Less is More: Improving LLM Alignment via Preference Data Selection
This work addresses data efficiency and noise issues in preference optimization for LLM alignment, offering incremental improvements over existing DPO methods.
The paper tackles the problem of noisy data in Direct Preference Optimization (DPO) for aligning large language models by proposing a data selection strategy based on margin-maximization and Bayesian aggregation, achieving 3% to 8% improvements on the AlpacaEval2 benchmark using only 10% of the Ultrafeedback dataset.

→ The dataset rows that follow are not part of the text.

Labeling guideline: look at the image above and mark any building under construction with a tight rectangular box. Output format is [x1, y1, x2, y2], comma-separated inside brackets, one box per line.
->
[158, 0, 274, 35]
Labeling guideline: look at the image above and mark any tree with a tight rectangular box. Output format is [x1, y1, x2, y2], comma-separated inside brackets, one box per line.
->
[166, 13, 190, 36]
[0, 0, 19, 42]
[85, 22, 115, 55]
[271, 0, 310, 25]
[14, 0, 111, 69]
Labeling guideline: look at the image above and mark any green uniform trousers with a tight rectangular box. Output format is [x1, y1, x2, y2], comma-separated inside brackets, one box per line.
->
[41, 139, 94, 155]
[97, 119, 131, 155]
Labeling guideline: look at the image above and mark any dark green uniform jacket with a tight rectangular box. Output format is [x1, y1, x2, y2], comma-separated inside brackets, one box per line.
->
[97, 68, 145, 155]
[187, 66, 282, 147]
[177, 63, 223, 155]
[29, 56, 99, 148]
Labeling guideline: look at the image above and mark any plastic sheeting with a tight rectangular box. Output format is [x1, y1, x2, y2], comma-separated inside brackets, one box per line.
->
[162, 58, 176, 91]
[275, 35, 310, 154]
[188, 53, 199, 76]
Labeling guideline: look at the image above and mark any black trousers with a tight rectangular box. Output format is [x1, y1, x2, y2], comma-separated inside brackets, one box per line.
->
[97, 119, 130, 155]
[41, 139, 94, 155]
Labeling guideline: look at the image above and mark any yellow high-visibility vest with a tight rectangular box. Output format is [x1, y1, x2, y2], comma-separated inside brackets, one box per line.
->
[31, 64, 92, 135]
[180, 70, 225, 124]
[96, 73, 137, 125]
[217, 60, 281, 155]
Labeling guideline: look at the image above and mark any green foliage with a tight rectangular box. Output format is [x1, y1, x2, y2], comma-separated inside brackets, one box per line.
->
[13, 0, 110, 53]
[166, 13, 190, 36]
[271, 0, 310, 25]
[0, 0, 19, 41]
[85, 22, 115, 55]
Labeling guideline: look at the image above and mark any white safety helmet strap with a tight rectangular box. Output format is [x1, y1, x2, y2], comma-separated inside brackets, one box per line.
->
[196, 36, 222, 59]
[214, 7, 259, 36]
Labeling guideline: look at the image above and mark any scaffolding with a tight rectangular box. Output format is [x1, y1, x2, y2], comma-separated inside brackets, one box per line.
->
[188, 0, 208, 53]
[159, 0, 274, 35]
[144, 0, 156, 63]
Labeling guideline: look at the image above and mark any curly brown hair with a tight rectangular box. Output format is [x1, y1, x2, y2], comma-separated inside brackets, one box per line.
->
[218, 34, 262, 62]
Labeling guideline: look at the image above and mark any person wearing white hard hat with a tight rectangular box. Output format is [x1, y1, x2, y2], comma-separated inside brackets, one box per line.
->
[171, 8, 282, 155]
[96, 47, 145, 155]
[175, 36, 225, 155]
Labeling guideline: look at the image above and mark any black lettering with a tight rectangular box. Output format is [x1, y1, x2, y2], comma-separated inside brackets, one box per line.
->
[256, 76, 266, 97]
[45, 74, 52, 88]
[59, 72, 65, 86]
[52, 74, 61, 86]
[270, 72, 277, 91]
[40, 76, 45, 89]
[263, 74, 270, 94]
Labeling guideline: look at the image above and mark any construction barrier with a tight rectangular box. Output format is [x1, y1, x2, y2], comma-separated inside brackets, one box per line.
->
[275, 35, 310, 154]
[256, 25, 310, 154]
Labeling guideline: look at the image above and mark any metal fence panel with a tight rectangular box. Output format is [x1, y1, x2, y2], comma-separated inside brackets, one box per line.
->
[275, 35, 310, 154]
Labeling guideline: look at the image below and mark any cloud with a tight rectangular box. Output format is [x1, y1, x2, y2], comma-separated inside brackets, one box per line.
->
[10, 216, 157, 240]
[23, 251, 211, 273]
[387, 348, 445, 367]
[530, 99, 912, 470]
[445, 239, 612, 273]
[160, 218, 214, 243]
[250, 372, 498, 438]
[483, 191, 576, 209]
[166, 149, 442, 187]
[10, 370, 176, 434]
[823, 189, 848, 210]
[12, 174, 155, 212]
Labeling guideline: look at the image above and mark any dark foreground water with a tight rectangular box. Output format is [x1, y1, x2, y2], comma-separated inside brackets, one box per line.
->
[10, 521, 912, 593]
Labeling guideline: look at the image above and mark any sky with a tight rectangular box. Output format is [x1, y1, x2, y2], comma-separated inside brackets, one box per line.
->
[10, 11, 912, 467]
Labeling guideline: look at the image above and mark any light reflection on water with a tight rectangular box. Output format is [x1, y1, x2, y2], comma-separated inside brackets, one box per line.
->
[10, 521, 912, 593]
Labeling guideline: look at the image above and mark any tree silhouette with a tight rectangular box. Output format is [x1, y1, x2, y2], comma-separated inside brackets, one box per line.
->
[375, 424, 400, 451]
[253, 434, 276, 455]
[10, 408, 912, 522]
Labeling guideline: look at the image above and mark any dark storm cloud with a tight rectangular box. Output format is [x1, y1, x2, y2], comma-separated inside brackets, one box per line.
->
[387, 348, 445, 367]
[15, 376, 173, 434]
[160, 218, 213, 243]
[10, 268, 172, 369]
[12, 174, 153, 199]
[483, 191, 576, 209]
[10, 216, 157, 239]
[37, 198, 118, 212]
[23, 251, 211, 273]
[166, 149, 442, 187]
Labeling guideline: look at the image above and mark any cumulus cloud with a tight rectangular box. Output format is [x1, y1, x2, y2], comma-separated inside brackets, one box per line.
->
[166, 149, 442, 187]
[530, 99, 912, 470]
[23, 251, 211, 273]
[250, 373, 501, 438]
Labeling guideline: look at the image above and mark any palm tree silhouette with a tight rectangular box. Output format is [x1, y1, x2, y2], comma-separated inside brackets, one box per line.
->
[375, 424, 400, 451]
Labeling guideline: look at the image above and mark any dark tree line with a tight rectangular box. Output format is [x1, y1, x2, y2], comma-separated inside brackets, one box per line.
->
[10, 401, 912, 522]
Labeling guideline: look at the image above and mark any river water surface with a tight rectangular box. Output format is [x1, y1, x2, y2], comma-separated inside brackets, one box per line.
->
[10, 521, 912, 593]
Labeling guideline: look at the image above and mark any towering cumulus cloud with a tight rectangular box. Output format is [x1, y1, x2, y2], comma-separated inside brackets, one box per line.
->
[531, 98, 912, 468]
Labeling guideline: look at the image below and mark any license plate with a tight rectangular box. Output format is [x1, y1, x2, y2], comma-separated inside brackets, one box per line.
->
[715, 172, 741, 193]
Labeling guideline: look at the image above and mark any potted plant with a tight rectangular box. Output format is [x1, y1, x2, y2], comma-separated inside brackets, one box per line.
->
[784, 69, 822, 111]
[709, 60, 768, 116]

Direct Preference Optimization (DPO) has emerged as a promising approach for aligning large language models with human preferences. While prior work mainly extends DPO from the aspect of the objective function, we instead improve DPO from the largely overlooked but critical aspect of data selection. Specifically, we address the issue of parameter shrinkage caused by noisy data by proposing a novel margin-maximization principle for dataset curation in DPO training. To further mitigate the noise in different reward models, we propose a Bayesian Aggregation approach that unifies multiple margin sources (external and implicit) into a single preference probability. Extensive experiments in diverse settings demonstrate the consistently high data efficiency of our approach. Remarkably, by using just 10\% of the Ultrafeedback dataset, our approach achieves 3\% to 8\% improvements across various Llama, Mistral, and Qwen models on the AlpacaEval2 benchmark. Furthermore, our approach seamlessly extends to iterative DPO, yielding a roughly 3\% improvement with 25\% online data, revealing the high redundancy in this presumed high-quality data construction manner. These results highlight the potential of data selection strategies for advancing preference optimization.